The lecturers have just been paid their salary for April, a delay of two months. The recent upheavals have meant that salaries have seen some extraordinary readjustments. People who were formerly paid the equivalent of five dollars a month (they were always badly paid, but after the Gulf War and the international embargo salaries reached rock bottom) have now received 250 dollars. However, the Rector has already announced to them that this will be cut back next month to 165 dollars. Nobody knows the reasons for these arbitrary rises and falls, or how long this fickle system, which reflects the chaotic economy of the country, will last.
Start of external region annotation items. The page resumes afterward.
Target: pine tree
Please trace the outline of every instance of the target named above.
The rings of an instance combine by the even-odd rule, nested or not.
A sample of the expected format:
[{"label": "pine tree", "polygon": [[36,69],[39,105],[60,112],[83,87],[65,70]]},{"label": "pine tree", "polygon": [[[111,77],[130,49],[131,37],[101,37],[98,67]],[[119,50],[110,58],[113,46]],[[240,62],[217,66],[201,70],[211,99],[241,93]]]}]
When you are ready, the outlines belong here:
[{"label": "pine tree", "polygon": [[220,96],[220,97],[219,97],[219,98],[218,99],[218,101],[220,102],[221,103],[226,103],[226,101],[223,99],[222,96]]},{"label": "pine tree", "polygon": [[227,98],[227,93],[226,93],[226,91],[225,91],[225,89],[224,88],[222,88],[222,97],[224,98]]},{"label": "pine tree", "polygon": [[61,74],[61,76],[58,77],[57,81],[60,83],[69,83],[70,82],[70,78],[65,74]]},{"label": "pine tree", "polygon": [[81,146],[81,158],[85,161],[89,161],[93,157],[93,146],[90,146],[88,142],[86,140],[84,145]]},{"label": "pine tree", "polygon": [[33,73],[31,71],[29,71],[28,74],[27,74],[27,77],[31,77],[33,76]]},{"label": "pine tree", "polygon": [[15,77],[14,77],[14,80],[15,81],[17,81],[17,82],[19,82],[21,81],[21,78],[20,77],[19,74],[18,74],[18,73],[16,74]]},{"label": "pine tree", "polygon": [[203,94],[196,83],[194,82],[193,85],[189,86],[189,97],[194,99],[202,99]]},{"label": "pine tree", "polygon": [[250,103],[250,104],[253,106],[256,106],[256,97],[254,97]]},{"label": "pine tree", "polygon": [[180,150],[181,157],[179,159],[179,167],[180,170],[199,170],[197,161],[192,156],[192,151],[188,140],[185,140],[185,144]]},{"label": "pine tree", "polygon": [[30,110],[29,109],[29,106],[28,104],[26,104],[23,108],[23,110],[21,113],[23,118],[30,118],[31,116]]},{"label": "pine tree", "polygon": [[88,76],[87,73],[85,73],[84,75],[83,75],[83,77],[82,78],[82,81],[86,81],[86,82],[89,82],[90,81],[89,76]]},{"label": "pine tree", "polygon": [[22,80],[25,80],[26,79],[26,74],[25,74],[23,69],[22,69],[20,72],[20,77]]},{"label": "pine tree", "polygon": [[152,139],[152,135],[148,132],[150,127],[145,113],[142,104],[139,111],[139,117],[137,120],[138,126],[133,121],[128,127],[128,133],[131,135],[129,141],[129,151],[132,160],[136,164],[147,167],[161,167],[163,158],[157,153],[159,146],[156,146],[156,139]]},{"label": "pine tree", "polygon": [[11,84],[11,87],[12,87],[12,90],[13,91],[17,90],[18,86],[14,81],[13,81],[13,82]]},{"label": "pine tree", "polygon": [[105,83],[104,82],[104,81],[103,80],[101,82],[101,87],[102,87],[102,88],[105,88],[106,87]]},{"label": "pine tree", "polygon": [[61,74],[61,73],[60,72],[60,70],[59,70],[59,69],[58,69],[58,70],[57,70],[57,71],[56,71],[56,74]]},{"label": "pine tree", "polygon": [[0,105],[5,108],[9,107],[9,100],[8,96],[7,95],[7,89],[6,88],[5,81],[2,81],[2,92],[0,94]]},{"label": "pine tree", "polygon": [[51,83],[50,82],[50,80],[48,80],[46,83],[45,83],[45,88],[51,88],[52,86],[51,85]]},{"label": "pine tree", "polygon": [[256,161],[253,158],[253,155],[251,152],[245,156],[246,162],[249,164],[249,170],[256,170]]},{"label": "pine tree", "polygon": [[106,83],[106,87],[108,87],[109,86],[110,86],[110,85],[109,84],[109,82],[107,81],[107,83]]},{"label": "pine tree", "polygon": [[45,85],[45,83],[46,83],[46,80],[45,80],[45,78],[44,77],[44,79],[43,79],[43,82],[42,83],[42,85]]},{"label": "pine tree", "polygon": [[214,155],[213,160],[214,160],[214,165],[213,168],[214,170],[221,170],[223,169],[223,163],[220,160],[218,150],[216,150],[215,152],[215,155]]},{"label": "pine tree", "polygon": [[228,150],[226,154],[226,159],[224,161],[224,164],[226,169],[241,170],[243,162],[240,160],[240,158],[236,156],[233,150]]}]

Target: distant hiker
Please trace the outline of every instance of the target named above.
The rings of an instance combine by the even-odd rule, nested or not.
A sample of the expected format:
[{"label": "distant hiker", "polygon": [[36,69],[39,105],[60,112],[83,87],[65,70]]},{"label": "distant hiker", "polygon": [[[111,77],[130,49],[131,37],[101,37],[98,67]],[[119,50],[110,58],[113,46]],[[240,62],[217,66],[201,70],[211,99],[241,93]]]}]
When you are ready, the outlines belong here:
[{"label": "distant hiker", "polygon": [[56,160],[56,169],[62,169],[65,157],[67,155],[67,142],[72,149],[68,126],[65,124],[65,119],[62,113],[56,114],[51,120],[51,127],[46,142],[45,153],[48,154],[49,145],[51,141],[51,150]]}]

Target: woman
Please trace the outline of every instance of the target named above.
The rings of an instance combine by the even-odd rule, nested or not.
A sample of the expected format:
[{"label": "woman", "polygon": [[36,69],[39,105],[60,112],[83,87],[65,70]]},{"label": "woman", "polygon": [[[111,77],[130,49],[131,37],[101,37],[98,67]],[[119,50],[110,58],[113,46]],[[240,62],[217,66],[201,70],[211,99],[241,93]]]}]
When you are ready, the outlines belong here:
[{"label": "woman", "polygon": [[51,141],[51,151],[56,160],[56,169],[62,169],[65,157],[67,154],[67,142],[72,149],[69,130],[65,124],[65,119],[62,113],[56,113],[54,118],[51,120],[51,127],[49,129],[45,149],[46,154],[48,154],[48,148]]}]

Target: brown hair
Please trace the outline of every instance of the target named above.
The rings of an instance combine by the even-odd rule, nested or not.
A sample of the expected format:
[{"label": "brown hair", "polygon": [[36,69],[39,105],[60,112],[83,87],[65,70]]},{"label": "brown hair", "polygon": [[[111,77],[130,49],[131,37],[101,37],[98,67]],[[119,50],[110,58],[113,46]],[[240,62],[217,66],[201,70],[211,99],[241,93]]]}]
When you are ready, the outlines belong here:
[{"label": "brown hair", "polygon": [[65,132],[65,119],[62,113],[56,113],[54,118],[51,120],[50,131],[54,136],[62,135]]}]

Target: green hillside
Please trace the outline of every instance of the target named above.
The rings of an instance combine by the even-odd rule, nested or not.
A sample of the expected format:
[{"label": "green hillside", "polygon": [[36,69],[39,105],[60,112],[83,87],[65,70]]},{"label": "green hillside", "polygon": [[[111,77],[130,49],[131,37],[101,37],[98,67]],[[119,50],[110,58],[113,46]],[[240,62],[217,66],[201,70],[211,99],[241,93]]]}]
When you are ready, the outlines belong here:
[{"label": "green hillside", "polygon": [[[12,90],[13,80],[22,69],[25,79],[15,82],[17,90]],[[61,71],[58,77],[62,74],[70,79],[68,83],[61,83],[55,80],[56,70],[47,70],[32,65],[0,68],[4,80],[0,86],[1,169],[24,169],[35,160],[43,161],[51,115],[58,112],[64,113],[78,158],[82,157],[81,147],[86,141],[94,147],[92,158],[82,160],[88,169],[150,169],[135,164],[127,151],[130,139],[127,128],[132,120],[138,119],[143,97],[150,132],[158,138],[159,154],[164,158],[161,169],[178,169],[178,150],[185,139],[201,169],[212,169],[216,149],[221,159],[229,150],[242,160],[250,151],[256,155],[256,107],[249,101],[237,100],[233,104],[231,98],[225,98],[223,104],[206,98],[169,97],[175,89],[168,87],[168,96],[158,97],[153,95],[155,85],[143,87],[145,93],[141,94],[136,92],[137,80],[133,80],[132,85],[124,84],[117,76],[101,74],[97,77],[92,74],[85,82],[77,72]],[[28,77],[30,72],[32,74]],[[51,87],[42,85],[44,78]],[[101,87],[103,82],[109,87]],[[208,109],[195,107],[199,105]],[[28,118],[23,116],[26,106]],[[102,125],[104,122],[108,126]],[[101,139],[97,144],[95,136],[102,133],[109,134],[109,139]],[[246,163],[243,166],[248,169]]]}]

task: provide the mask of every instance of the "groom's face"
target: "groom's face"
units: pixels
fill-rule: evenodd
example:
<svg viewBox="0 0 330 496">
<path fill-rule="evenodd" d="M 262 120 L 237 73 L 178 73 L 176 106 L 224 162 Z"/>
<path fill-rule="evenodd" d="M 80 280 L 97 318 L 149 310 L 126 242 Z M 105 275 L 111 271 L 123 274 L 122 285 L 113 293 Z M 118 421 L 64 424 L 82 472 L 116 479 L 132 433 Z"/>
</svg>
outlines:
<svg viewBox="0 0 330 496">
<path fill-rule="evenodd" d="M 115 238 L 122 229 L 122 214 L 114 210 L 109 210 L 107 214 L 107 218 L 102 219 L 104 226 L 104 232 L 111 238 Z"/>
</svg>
The only thing that is clear is that Iraqi university teachers find it very difficult to live on what they earn, which is why so many of them go to teach in Libya, Jordan or the Gulf Emirates, where the salaries are high.
It is a pleasure to talk to the head of the Languages Faculty, the stout, curly-haired and exuberant Dr Dia Naf
i Hassan, a specialist in Russian literature and language and an expert on Chekhov and Turgenev. His office is an oven, and is practically empty because everything in this university – in the five Baghdad universities – was looted and burned when the dictatorship fell on 9 April, so they do not have ventilators, desks, chairs, computers, filing cabinets or books. The walls are blackened, the windows and window-panes are broken, and there are no tiles on the floor of the corridors and stairs. Perhaps worst of all, they have no records of student enrolments, grades and files because they have all been burned. ‘Like all institutions, the University of Baghdad has returned to a virginal state,’ the Dean jokes. But this hurricane of barbarism which devastated the university, like the Huns of Tamerlane, ‘the sons of hell’, who devastated ancient Mesopotamia, indifferent to the civilisation that produced the artistic and intellectual marvels of Nineveh and Babylon, seems not to have made the slightest dent in the good humour and optimism of the colleagues and students of Dr Dia Nafi Hassan, who tells me excitedly that, as a forerunner of what would soon be happening throughout Iraq, the University of Baghdad had undertaken to implement a democratic system. There had been recent elections, and here, in the Faculty, he had been elected Dean with forty-two of the fifty-three votes cast. He is proud of the legitimacy of his mandate. His enthusiasm seems to be shared by the other members of staff present.